Selon Me Uysal, M. Öcalan a souligné que la levée de l’interdiction de voir ses avocats ne signifiait pas pour autant le lancement d’un « processus de négociations » avec le gouvernement, comme celui entamé en 2013 mais qui s’est effondré en 2015.

Estimant que « la Turquie a fondamentalement besoin (…) de négociations démocratiques et d’une paix honorable », M. Öcalan a dit que la réaction des autorités serait claire « dans 30 ou 40 jours », a poursuivi son avocate, sans plus de détail.

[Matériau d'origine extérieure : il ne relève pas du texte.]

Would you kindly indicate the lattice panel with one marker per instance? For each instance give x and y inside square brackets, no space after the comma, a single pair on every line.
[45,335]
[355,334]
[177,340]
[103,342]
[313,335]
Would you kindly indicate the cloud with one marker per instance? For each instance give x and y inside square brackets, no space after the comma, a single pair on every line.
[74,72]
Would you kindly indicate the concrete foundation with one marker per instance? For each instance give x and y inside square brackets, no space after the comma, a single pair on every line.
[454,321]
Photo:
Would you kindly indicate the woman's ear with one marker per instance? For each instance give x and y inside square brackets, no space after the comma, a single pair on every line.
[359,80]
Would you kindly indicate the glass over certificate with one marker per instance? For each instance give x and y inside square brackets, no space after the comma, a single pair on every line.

Lors de la visite de ses avocats le 2 mai, M. Öcalan avait également appelé à « prendre en considération » les « sensibilités » de la Turquie en Syrie, où une milice kurde syrienne liée au PKK contrôle de vastes territoires dans le nord du pays, au grand dam d’Ankara qui se dit déterminé à l’en chasser pour éviter la création d’une entité kurde à ses frontières.

Me Uysal a affirmé que lors de leur rencontre cette semaine, M. Öcalan a réitéré sa position sur le sujet et déclaré que « si l’opportunité lui est donnée, il jouerait un rôle positif » en Syrie, où il reste très influent auprès des Kurdes.

Abdullah Öcalan a été capturé le 15 février 1999 puis condamné à mort le 29 juin 1999 pour trahison et tentative de diviser la Turquie. Mais sa peine a été commuée en 2002 en réclusion à perpétuité, après l’abolition de la peine de mort en Turquie.